At 2018-07-24-16T08 UTC, leaderboard APIs experienced an elevated API latency and error response rate for approximate 10 minutes.  A service health check detected the failure and paged the on-call engineer, who started to investigate.  The engineer identified an issue with the Leaderboards database instance not being reachable.  The engineer rebooted the database instance, bringing the API latency and error response rate back to the normal range.

When doing the root cause analysis, the issue was identified as a database mirroring malfunction.  The database environment is configured for redundancy and high availability.  In the version of the database environment that was deployed at the time, there was a known issue where the database could become unreachable in certain circumstances.

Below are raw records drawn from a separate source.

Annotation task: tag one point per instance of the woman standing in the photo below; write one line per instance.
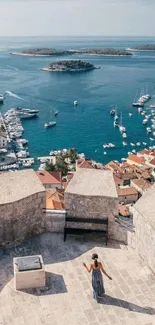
(97, 279)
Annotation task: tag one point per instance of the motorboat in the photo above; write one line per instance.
(138, 104)
(124, 135)
(112, 112)
(50, 124)
(56, 113)
(109, 145)
(27, 110)
(140, 109)
(1, 98)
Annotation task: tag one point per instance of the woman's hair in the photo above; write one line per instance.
(95, 257)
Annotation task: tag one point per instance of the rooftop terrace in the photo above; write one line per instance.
(67, 299)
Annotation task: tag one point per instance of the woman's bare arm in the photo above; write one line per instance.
(104, 272)
(87, 268)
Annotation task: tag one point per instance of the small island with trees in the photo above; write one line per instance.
(54, 52)
(143, 48)
(69, 66)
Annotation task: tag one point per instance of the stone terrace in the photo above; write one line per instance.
(67, 299)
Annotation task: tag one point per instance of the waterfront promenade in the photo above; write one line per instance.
(67, 299)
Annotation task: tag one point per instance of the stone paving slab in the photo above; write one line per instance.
(67, 299)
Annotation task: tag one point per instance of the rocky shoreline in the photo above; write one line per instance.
(69, 66)
(54, 52)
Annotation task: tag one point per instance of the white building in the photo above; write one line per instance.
(3, 140)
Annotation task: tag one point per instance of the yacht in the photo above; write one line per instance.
(56, 113)
(112, 112)
(1, 98)
(50, 124)
(27, 110)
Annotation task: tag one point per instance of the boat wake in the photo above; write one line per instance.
(13, 95)
(13, 68)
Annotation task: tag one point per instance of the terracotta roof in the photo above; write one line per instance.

With the service working normally again we are focusing on making sure this issue won’t happen again and look for other similar issues that could potentially happen to prevent them in the first place.  We have already put the following fixes in place:

  • The software patch was applied to the database engine which will ensure the database mirroring malfunction doesn’t happen again.

Regards,

The PlayFab Team

Posted 3 months ago. Sep 07, 2018 - 11:03 PDT

Resolved
Due to a server upgrade we experienced a spike in latency for approximately 5 minutes. Latency has returned to normal now. This occurred from 11:56AM PST (6:56PM UTC) to 12:01PM PST (7:01PM UTC). We do not expect this to recur as it was caused by applying a patch to prevent an occurrence of today's earlier Leaderboard failures.
Posted 6 months ago. Jun 24, 2018 - 12:08 PDT
This incident affected: API (Statistics and Leaderboards).